The transformation was sickening.
His fabricated tears dried instantly. The heavy, tragic slump of his shoulders vanished, replaced by a breathless, greedy relief that he couldn't quite mask. He let go of my arms, exhaling a long, shaky breath.
"You're making the right choice, Isabella," he said, his tone shifting from a grieving husband to a pragmatic manager. "Remember, this is for Josie." He leaned in, lowering his voice into a conspiratorial whisper. "Tonight. A black car will be waiting in the back alley behind the townhouse. Take nothing with you. Just get in."
I gave him a single, numb nod. He turned away, already lost in the arrogant ecstasy of his impending rise within the Falcone ranks, completely oblivious to the monster he had just awakened in his own bedroom.
Hours later, the suffocating tension of the townhouse drove me into my private bathroom. I locked the heavy oak door behind me. The white marble floor was freezing beneath my bare feet, a stark contrast to the warm, thick steam billowing from the clawfoot tub the maid had drawn for me.
I walked over to my vanity and opened the bottom drawer, pulling out a small, unassuming glass vial.

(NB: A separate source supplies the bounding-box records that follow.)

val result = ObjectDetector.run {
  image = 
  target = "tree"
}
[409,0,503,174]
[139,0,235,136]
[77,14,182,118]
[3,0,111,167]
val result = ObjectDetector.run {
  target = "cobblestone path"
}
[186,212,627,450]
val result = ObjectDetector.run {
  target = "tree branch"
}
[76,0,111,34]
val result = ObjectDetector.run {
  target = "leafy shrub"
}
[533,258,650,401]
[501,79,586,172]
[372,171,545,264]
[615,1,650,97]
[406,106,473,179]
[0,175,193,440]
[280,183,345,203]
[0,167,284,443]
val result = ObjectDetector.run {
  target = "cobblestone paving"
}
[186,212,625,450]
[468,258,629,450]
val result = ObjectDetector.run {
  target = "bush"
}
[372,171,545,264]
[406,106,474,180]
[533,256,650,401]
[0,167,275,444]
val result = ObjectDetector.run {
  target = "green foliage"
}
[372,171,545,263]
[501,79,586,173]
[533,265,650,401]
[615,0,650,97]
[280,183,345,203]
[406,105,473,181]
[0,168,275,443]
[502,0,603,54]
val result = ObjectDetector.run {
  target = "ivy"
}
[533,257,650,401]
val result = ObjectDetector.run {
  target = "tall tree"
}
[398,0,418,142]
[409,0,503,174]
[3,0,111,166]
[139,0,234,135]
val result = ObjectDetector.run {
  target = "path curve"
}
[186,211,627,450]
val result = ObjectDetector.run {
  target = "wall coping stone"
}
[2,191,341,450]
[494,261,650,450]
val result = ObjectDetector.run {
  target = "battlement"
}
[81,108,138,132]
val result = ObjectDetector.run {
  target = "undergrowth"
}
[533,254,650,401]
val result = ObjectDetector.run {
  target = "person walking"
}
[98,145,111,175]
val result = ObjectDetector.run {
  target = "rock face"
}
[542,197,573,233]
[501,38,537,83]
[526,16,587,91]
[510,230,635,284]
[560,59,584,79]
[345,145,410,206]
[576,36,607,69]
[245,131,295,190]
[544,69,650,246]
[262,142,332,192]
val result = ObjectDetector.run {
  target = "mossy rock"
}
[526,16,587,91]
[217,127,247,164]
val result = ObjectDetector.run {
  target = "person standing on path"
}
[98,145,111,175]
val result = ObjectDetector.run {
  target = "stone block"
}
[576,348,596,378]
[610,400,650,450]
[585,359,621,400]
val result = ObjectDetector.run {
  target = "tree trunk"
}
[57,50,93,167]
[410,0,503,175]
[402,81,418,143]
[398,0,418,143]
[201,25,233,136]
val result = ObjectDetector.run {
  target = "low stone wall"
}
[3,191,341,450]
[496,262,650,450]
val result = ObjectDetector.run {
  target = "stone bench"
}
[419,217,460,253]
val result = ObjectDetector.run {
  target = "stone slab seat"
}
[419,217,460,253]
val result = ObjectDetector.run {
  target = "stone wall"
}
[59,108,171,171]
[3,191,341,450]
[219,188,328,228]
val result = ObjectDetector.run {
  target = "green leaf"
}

Gardenia essential oil.
I unscrewed the cap and let three heavy drops fall into the scalding water. The sweet, cloying, and almost fatal scent instantly bloomed in the humid air. It was the signature scent of Adela—the ghost who haunted the Don's cold heart, his dead first love. In my past life, I hadn't known why Damien Falcone looked at me with such violent, obsessive hunger until it was far too late. Now, I knew I was her exact replica. And this scent would be the first bullet in my gun.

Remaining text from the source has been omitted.